Residents excavating through the wreckage of a collapsed building in a northwest Syrian town uncovered a wailing newborn whose mom appeared to have given birth to her while trapped under the rubble of this week’s deadly earthquake, according to relatives and a doctor.
They claimed that the baby girl’s umbilical cord was still linked to her deceased mother, Afraa Abu Hadiya. According to Ramadan Sleiman, a relative, the newborn was the only member of her family to escape the building collapse Monday in Jinderis, near the Turkish border.
The pre-dawn 7.8 magnitude earthquake on Monday, followed by many aftershocks, wreaked havoc over southern Turkey and northern Syria. Thousands have died, and the death toll is rising as more corpses are uncovered. But there have also been remarkable rescues. A small child was discovered alive in Jinderis, trapped in concrete under the ruins of her house.
More than ten hours after the earthquake occurred, the newborn infant was recovered on Monday afternoon. After rescuers fished her out, a female neighbor severed the cord, and she and others took the baby to a children’s hospital in the adjacent town of Afrin, where she has been maintained in an incubator, according to Dr.
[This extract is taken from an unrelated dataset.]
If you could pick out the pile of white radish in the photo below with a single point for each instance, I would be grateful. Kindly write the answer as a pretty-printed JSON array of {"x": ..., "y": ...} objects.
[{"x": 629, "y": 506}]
Hani Maarouf, who is treating the infant.
A video of the rescue circulating on social media shows a guy lifting the baby up, her umbilical cord still hanging, and dash away as another man tosses him a blanket to wrap over her.
He stated the baby’s body temperature had dropped to 95 degrees Fahrenheit and she had injuries, including a significant one on her back, yet she was in stable condition.
Maarouf believes Abu Hadiya was awake throughout the delivery and died shortly after. Given the degree her temperature had plummeted, he guessed the baby was delivered many hours before she was discovered. He claims that if the child had been born soon before the earthquake, she would not have survived so many hours in the cold.
When the earthquake struck early Monday morning, Abu Hadiya, her husband, and their four children presumably attempted to flee their apartment building, but it fell on them. Sleiman, who came to the site shortly after the infant was discovered, said their remains were located near the building’s door.
She was discovered in front of her mother’s legs, he said. The child was discovered alive when the dust and debris were cleared.”
According to Maarouf, the infant weighed 7 pounds, which is the usual weight for a newborn, and was brought almost to term. Their main worry is the bruising on her back, and they need to evaluate whether there’s anything wrong with her spinal cord, he added, adding that she was moving her legs and arms properly.
Jinderis, a rebel-held enclave in northwest Syria, was heavily impacted by the earthquake, with scores of structures collapsing.
Abu Hadiya and her family were among the millions of Syrians who escaped from other areas of the nation to rebel-held territory. They were originally from the hamlet of Khsham in Deir el-Zour state’s eastern Deir el-Zour province, but fled in 2014 when the Islamic State group conquered their village, according to a relative identified as Saleh al-Badran.
According to Sleiman, the family relocated to Jinderis in 2018 when the Turkish-backed Syrian National Army, an umbrella organization for multiple insurgency factions, took the town from US-backed Kurdish-led militants.
Abu Hadiya and the girl’s father, Abdullah Turki Mleihan, were put to rest at a cemetery on the outskirts of Jinderis on Tuesday, together with their four other children.
Baby girl born under Syria earthquake rubbleResidents digging through a collapsed building in a northwest Syrian town discovered a crying infant whose mother appears to have given birth to her while buried underneath the rubble from this week’s devastating earthquake. Her mother, sadly, did not survive.